Ganhou algum dinheiro quando seu pai morreu? Nada, porque ele gastou sua fortuna toda.

Quanto? Perto de uns US$ 50 milhões.

Em que ele gastou? Carros, iates, mulheres, esposas, viajando, se divertindo, fazendo festas, em casas, jogando. As coisas materiais normais.

Teve uma época em que você achou que não receberia o dinheiro? Durante um tempo eu não pensava nisso, até que, de repente, em 1961, eu tinha 12 anos, e meu pai morreu. Eu ia receber um dinheiro dele, mas não muito. Mas aí minha avó morreu em 1968. Ela viveu sete anos a mais que ele. Daí os advogados me disseram que eu ia herdar o dinheiro.

Você diria que a sua família rompeu com você por ter virado um surfista? Sim. A minha família imediata rompeu comigo.

Quando você realmente ganhou o dinheiro? Quando eu fiz 21, fui ao banco e peguei o dinheiro.

Em espécie? Exatamente.

E o que fez com ele? Gastei.

Gastou? Gastei e fiz investimentos.

Quando você retirou o dinheiro do banco em espécie, como saiu do banco? Num carro-forte.

E para onde levou? Para a minha caverna secreta.

Como você imaginava que seria ter dinheiro? Não tinha a menor idéia. Descobri que me deu certo poder. Certa liberdade para fazer coisas que eu não conseguiria antes, como viajar. Eu pude comprar coisas que queria, como carros, seguros, coisas assim. Pude mudar para o bairro que queria, para uma boa casa, e aprendi a fazer shape. Por fim, eu tinha tempo para surfar, muito tempo para surfar.

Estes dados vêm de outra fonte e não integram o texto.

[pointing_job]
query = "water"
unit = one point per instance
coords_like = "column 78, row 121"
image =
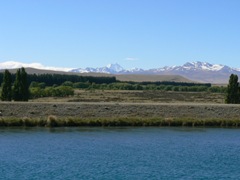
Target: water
column 119, row 153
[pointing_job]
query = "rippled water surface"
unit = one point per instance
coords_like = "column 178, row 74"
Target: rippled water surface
column 119, row 153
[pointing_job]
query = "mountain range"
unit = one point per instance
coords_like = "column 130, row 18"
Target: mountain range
column 195, row 71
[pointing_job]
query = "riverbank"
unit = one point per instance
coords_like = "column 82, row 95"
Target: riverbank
column 118, row 114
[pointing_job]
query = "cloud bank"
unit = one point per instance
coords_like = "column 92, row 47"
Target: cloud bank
column 15, row 65
column 131, row 59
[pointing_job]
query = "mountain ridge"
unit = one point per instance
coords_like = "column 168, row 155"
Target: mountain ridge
column 196, row 71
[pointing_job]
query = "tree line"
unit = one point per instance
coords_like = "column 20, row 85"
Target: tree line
column 19, row 91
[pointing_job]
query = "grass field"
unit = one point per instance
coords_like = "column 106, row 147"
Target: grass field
column 139, row 97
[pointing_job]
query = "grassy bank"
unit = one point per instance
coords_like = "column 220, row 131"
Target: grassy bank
column 53, row 121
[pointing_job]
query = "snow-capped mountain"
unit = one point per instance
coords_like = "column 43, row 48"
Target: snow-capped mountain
column 197, row 71
column 109, row 69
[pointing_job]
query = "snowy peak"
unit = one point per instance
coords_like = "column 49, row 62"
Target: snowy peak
column 202, row 66
column 115, row 67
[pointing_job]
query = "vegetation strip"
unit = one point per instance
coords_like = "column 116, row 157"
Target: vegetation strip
column 53, row 121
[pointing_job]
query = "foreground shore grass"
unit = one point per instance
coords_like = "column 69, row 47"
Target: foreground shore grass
column 53, row 121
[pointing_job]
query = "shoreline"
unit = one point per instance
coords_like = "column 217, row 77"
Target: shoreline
column 59, row 114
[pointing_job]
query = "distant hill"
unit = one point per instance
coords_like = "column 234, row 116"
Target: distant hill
column 121, row 77
column 191, row 71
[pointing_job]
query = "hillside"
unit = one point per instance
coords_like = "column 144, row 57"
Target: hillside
column 121, row 77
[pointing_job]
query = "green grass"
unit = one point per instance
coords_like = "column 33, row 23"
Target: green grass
column 53, row 121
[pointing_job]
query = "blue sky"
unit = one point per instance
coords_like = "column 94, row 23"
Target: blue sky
column 134, row 33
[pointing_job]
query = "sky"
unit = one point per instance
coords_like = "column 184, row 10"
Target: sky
column 133, row 33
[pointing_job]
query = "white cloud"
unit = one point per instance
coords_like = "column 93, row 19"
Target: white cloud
column 15, row 65
column 131, row 59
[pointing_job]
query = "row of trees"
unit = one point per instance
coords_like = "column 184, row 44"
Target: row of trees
column 233, row 91
column 19, row 91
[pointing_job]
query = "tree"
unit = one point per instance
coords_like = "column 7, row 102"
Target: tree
column 232, row 96
column 20, row 86
column 6, row 94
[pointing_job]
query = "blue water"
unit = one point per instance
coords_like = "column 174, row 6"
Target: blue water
column 120, row 153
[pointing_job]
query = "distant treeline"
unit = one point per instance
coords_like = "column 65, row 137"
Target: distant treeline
column 59, row 79
column 171, row 83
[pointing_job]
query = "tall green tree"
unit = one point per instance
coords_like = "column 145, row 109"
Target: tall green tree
column 6, row 94
column 232, row 96
column 20, row 86
column 24, row 85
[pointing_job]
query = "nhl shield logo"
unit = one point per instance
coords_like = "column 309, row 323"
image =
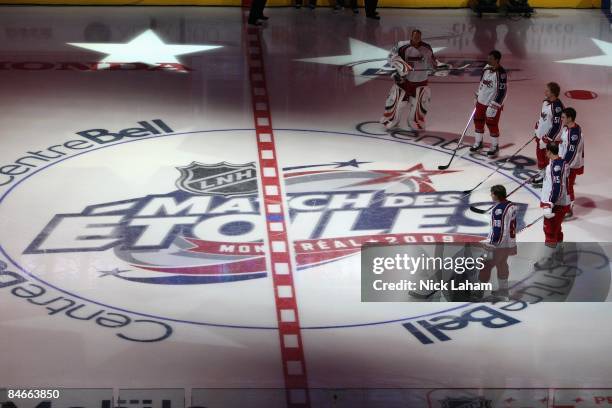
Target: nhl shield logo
column 218, row 179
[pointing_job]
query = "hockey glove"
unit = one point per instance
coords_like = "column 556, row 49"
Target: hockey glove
column 492, row 110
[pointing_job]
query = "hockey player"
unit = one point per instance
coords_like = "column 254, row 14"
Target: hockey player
column 412, row 61
column 554, row 199
column 489, row 102
column 571, row 150
column 501, row 240
column 548, row 126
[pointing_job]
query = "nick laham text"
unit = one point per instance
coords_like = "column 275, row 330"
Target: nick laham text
column 430, row 285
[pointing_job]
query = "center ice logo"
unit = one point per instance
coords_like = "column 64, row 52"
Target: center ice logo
column 210, row 230
column 222, row 178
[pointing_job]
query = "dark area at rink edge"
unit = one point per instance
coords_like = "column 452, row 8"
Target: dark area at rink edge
column 319, row 397
column 569, row 272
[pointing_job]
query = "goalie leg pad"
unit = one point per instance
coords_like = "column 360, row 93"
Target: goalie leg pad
column 419, row 105
column 394, row 106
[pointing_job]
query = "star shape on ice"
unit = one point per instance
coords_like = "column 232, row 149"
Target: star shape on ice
column 371, row 55
column 604, row 60
column 147, row 48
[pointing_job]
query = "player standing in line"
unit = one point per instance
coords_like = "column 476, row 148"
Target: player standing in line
column 571, row 150
column 489, row 102
column 554, row 198
column 548, row 126
column 501, row 241
column 412, row 61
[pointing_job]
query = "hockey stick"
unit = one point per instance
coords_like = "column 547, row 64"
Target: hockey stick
column 460, row 140
column 443, row 67
column 466, row 192
column 479, row 211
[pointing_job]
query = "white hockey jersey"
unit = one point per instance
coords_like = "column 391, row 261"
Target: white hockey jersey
column 548, row 126
column 571, row 148
column 493, row 86
column 554, row 186
column 503, row 225
column 420, row 58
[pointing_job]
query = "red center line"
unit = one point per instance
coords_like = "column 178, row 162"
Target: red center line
column 279, row 248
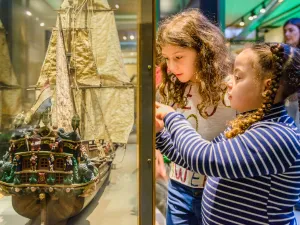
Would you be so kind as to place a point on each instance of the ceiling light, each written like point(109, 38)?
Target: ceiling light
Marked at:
point(263, 9)
point(242, 23)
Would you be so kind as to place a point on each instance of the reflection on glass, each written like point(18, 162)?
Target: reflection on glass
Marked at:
point(67, 112)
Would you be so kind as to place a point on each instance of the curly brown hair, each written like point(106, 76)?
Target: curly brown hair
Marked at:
point(280, 63)
point(191, 29)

Como foi sua passagem pela África do Sul? Que tipo de país você encontrou? Opressivo, retrógrado, idiota. Penso que, no aspecto físico, o lugar é maravilhoso. Mas mentalmente é uma piada. A maioria das pessoas de lá pensa que vai pegar todos os negros e acabar com eles. Vão usar todas as suas armas, todo o seu dinheiro e toda ajuda internacional para manter essa situação de apartheid. Imagino que, para os negros, qualquer coisa é melhor do que o que eles têm agora, que é uma cacetada da polícia na cabeça ou um cachorro mordendo suas bolas ou uma bala na cabeça ou prisão perpétua. Os brancos acham que eles estão tão por cima por lá, mas na verdade não estão.

Sua situação com a polícia por lá foi muito crítica? Sim, às vezes. Em algumas ocasiões tive de circular com rédeas curtas.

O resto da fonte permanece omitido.